Find all directions in which the directional derivative of \(f(x,y) = ye^{-xy}\) is 1 at the point \((0,2)\text{.}\)

16.

Find, if possible, a function \(f\) such that
\begin{equation*} \nabla f = \left\langle \sin(yz), xz\cos(yz)+2y, xy\cos(yz)+\frac{5}{z} \right\rangle\text{.} \end{equation*}
If not possible, explain why.

17.

Let \(f(x,y) = x^2+3y^2\text{.}\)
  1. Find \(\nabla f(x,y)\) and \(\nabla f(1,2)\text{.}\)
  2. Find the direction of greatest increase in \(f\) at the point \((1,2)\text{.}\) Explain. A graph of the surface defined by \(f\) is shown at left in Figure 11.7.17. Illustrate this direction on the surface.
  3. A contour diagram of \(f\) is shown at right in Figure 11.7.17. Illustrate your calculation from (b) on this contour diagram.
    Figure 11.7.17. Left: Graph of \(f(x,y) = x^2+3y^2\text{.}\) Right: Contours.
  4. Find a direction \(\vw\) for which the derivative of \(f\) in the direction of \(\vw\) is zero.

18.

The properties of the gradient that we have observed for functions of two variables also hold for functions of more variables. In this problem, we consider a situation where there are three independent variables.

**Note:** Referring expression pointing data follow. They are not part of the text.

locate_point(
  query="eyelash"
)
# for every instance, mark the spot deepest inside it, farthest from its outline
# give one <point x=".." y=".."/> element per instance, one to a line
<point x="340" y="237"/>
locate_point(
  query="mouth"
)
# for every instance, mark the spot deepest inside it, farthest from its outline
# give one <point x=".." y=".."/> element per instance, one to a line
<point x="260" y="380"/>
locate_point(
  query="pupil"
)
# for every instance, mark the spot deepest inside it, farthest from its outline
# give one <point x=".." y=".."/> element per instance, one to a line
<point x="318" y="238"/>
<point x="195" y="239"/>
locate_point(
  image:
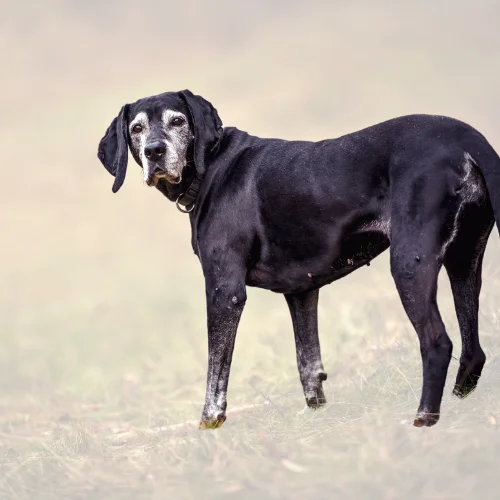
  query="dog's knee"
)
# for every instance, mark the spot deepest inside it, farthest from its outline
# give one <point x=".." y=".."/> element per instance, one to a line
<point x="226" y="296"/>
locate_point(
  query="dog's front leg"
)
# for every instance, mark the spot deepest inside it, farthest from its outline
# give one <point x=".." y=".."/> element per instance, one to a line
<point x="304" y="311"/>
<point x="225" y="301"/>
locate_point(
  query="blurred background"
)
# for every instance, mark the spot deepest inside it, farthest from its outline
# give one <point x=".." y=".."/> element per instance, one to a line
<point x="102" y="314"/>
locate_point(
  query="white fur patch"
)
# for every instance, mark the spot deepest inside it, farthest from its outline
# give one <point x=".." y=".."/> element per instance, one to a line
<point x="472" y="192"/>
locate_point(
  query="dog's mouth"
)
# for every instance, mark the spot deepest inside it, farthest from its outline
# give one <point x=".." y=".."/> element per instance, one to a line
<point x="152" y="179"/>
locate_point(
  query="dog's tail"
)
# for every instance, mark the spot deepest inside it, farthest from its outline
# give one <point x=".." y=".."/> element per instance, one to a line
<point x="488" y="162"/>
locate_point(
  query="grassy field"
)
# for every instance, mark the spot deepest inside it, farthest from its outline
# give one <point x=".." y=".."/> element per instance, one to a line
<point x="102" y="316"/>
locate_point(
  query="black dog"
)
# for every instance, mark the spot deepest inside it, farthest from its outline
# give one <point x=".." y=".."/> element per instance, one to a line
<point x="293" y="216"/>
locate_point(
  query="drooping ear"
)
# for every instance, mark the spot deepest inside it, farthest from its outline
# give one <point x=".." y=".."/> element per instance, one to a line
<point x="113" y="148"/>
<point x="207" y="128"/>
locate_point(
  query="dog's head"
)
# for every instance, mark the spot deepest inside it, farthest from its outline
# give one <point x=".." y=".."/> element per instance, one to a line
<point x="164" y="133"/>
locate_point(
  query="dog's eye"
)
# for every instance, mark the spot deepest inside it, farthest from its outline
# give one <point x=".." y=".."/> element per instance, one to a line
<point x="177" y="121"/>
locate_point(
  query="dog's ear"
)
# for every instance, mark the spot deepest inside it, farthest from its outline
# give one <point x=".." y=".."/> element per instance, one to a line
<point x="207" y="128"/>
<point x="113" y="148"/>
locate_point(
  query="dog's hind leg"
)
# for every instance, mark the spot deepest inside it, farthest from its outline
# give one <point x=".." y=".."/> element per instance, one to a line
<point x="304" y="311"/>
<point x="415" y="271"/>
<point x="463" y="262"/>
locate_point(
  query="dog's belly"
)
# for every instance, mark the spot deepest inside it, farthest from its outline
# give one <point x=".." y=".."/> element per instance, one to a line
<point x="340" y="259"/>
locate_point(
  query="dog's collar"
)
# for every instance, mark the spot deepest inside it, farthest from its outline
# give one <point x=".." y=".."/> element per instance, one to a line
<point x="188" y="198"/>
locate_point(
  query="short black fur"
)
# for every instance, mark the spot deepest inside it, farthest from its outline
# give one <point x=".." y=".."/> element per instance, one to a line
<point x="293" y="216"/>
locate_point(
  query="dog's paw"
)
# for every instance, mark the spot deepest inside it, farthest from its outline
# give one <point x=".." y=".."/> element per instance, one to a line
<point x="465" y="388"/>
<point x="424" y="419"/>
<point x="212" y="423"/>
<point x="315" y="399"/>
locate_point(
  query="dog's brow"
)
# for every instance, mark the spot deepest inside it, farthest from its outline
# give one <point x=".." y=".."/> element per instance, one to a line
<point x="141" y="117"/>
<point x="168" y="114"/>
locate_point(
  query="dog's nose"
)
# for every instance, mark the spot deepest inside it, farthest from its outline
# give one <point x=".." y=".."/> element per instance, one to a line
<point x="154" y="150"/>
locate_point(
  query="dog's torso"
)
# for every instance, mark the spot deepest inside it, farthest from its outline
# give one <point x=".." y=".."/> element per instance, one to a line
<point x="307" y="213"/>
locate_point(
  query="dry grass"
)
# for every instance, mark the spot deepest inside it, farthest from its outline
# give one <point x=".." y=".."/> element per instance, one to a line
<point x="102" y="335"/>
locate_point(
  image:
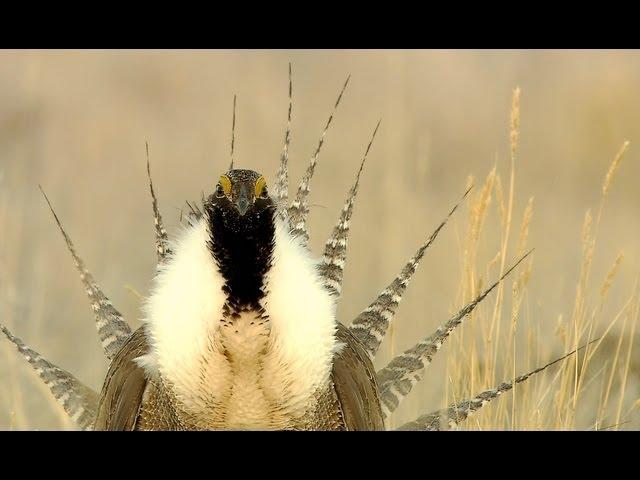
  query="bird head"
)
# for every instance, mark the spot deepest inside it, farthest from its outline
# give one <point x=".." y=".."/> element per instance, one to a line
<point x="240" y="199"/>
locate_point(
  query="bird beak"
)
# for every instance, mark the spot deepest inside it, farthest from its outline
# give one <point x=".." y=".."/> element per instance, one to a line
<point x="243" y="201"/>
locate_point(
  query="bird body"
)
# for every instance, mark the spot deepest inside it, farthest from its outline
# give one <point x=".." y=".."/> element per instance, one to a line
<point x="240" y="331"/>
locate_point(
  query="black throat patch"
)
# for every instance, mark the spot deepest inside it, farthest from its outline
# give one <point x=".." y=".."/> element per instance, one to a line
<point x="242" y="247"/>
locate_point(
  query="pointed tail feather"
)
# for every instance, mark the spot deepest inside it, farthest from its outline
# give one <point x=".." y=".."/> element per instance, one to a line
<point x="112" y="328"/>
<point x="282" y="176"/>
<point x="398" y="378"/>
<point x="299" y="210"/>
<point x="371" y="325"/>
<point x="162" y="240"/>
<point x="335" y="250"/>
<point x="78" y="400"/>
<point x="458" y="412"/>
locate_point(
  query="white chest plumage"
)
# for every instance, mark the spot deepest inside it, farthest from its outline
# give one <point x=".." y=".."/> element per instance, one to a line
<point x="253" y="371"/>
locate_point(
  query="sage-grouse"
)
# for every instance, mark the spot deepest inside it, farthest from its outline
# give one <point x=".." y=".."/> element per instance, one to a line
<point x="240" y="327"/>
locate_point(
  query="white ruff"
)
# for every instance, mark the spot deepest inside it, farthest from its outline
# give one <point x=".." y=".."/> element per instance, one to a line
<point x="245" y="376"/>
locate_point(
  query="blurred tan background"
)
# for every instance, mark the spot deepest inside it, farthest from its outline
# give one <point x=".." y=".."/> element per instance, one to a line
<point x="76" y="122"/>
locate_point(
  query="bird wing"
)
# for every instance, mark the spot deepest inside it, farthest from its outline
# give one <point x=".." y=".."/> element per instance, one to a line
<point x="124" y="387"/>
<point x="355" y="384"/>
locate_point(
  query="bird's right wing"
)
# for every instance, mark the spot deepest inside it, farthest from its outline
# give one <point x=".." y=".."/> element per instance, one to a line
<point x="124" y="386"/>
<point x="355" y="384"/>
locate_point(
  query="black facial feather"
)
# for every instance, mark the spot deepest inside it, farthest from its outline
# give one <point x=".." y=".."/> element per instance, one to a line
<point x="241" y="243"/>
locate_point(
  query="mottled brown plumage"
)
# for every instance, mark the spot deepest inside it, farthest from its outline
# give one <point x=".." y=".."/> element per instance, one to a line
<point x="131" y="401"/>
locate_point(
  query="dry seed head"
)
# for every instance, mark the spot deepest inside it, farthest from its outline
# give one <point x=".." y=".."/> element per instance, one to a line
<point x="524" y="228"/>
<point x="479" y="207"/>
<point x="500" y="197"/>
<point x="614" y="167"/>
<point x="586" y="229"/>
<point x="612" y="273"/>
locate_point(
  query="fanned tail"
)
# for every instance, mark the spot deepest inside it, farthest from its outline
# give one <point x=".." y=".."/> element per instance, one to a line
<point x="371" y="325"/>
<point x="335" y="250"/>
<point x="112" y="328"/>
<point x="398" y="378"/>
<point x="299" y="210"/>
<point x="458" y="412"/>
<point x="78" y="400"/>
<point x="282" y="176"/>
<point x="162" y="240"/>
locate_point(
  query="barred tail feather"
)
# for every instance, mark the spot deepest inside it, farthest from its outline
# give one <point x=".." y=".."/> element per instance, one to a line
<point x="282" y="176"/>
<point x="370" y="327"/>
<point x="77" y="400"/>
<point x="335" y="250"/>
<point x="112" y="328"/>
<point x="456" y="413"/>
<point x="299" y="210"/>
<point x="401" y="374"/>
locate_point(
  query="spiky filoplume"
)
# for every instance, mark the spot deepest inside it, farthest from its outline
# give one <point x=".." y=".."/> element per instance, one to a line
<point x="282" y="176"/>
<point x="299" y="210"/>
<point x="162" y="240"/>
<point x="77" y="400"/>
<point x="335" y="250"/>
<point x="458" y="412"/>
<point x="371" y="325"/>
<point x="401" y="374"/>
<point x="112" y="328"/>
<point x="233" y="132"/>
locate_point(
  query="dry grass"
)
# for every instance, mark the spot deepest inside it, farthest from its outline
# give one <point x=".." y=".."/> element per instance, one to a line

Suppose that the temperature in a region of space is described by
\begin{equation*} T(x,y,z) = 100e^{-x^2-y^2-z^2} \end{equation*}
and that you are standing at the point \((1,2,-1)\text{.}\)
  1. Find the instantaneous rate of change of the temperature in the direction of \(\vv=\langle 0, 1, 2\rangle\) at the point \((1,2,-1)\text{.}\) Remember that you should first find a unit vector in the direction of \(\vv\text{.}\)
  2. In what direction from the point \((1,2,-1)\) would you move to cause the temperature to decrease as quickly as possible?
  3. How fast does the temperature decrease in this direction?
  4. Find a direction in which the temperature does not change at \((1,2,-1)\text{.}\)

19.

Figure 11.7.18 shows a plot of the gradient \(\nabla f\) at several points for some function \(f=f(x,y)\text{.}\)
Figure 11.7.18. The gradient \(\nabla f\text{.}\)
  1. Consider each of the three indicated points, and draw, as best as you can, the contour through that point.
  2. Beginning at each point, draw a curve on which \(f\) is continually decreasing.